I admit, I am a victim of vanity. I wish I was born with a smaller and sharper nose. Doesn’t this sound familiar? As it is with all vain people, wishing to change parts of our appearance is common, especially if you weren’t born looking like Emma Watson. But would I ever undergo plastic or cosmetic surgery to change my features? My answer would be a solid no.
A good majority of us have heard the perennial argument against plastic surgery – our features are unique to us and we must learn to love and accept ourselves for who we are. However, I would like to share another reason which I have discovered upon further reflection and introspection.
During my internship, I was tasked to read through some parenting blogs. As a result, I was suddenly exposed to a brand new perspective on things – the world as parents see it. It was interesting to note that amongst the numerous fresh insights I garnered, I also noticed a common thread of thought that weaved through the blog stories – the joy of discovering themselves in their children.

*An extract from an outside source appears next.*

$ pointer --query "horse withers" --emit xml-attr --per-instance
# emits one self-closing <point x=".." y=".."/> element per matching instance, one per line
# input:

One very interesting post by Nick Pan was illuminating for me. He asked what is, to me, an interesting question: “Would my baby be cute?” It may seem like a quirky fear to struggle with, but it isn’t necessarily so when you stop to think about it. His fears disappeared the moment he laid eyes on her and I quote,
“Then It dawned upon me. My child is beautiful to me because my child is a product of my wife and I. My child looks familiar as she has the genetics from both my wife and I. My eyes, my wife’s grace, my nose, my wife’s lips. No matter how our baby looks, she is going to look familiar; she is going to look like the product of our love.”
So why would I not agree to undergo plastic surgery if I were given the chance to do it for free? It’s simply because I am a product of my parents’ love. I look familiar to my parents, and what they see in me, is what I see in them. Every part of my face and body has come from the unique and intricate combination of my parents’ genetics.
I imagine the joy that my parents must have felt as I was growing up and their sense of familiarity as they saw themselves in me. I love my parents, and no matter how old I become, I still want to look familiar to them. In addition, even after they pass on, I want to still be able to see their faces in mine.
Similarly, it is these God-given features of mine that I want to see when I gaze into my children’s faces in the future, and to enjoy the beautiful miracle of each child being a product of the love that my future husband and I will have for each other. So no, I will not resort to plastic surgery, because if I do, I know that I would have missed out on this most beautiful miracle that comes from embracing this face, this body that I’ve been blessed with for all time.
This guest post comes courtesy of Rachel Kan, a former intern with Focus on the Family Singapore and university undergraduate. All views expressed in this post are Rachel’s own.